Some Kind Words for Glass-Steagall

Posted in Blog at 8:32 am

—April 23rd, 2008

The boom-and-bust, euphoria-followed-by-despair cycle seems a permanent feature whenever future gain is contemplated by a mass of human beings. As Warren Buffett so aptly put it, investing in the stock market is like being in partnership with a very wealthy manic-depressive. Periodically, in his manic phases, your partner will offer you too much for your share in the business, and you should sell it to him; when he is overly depressed, he will offer you his stake in the business for far less than it is worth, and you should buy it back. Unfortunately, most investors are more likely to follow this “partner’s” moods than to take advantage of his pocketbook. This is human nature, and explains why it is possible to make an excess return from otherwise efficient capital markets: irrational enthusiasm makes peaks too high, and irrational pessimism makes troughs too deep. When the national mood swings are too great, and too many market participants in too many markets get stampeded, these market phenomena can completely overwhelm the real economy. This is how the agricultural decline beginning in 1926 and the stock market collapse of 1929 morphed into the 10-year Great Depression.

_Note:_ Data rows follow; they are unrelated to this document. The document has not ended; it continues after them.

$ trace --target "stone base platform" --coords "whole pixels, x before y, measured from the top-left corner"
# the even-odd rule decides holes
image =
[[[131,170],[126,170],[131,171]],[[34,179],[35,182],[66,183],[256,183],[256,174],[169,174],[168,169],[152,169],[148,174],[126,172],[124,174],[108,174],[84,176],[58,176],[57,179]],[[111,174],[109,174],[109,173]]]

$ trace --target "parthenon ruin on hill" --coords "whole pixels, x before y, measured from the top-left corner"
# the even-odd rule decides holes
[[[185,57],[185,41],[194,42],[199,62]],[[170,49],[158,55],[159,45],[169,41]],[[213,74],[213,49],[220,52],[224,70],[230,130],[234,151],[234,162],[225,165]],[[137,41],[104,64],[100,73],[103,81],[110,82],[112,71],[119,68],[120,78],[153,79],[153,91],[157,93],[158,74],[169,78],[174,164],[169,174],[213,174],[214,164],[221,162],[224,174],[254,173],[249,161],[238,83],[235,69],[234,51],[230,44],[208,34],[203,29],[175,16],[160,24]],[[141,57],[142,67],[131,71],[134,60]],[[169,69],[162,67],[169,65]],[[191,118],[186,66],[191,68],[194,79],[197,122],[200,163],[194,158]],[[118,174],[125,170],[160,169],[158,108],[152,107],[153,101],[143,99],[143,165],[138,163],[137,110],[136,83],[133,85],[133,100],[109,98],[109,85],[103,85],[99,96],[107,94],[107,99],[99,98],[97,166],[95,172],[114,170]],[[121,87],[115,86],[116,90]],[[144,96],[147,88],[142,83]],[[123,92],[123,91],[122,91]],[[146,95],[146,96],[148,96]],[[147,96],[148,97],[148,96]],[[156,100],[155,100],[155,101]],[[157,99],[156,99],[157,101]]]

Does it always have to happen this way? In remarkably similar circumstances in the early 1930’s, elected officials and their advisors decided that such manic-depressive phenomena should no longer be allowed to infect the commercial banking system, and they came up with the Glass-Steagall Act. Deposit-taking institutions were not allowed to create or sell most securities, and the underwriters of securities were not allowed to engage in commercial banking. Later, the barrier was extended to wall off the insurance sector as well. But financial innovations in the 1980s allowed the super-brokerage/ investment banks to undercut the commercial banks’ franchise, and the threat of disintermediation further impelled the big banks to lobby for repeal of the Act. Diversification was supposed to make big banks less risky, and provide the investment markets with more capital to finance the expansion of industry.

Perhaps it did make life better for issuers. But the first beneficiaries of repeal were the owners of investment banking businesses, who were able to sell their sexy firms to big, rich, dull banks at high multiples to future earnings. Traders, syndication administrators, stockbrokers, and other underlings in the once-stratified world of investment banking suddenly began to make seven and eight-figure bonuses just as the major dealmakers had. And the banks began to experience a roller-coaster in earnings such as they had seldom seen before. Issuers of securities may have benefitted by forcing underwriters to put their own capital at risk, but shareholders and other stakeholders in the big banks have had a less joyous experience. As Kenneth Lewis, CEO of the Bank of America, recently put it, “I’ve had about as much investment banking fun as I can stand.”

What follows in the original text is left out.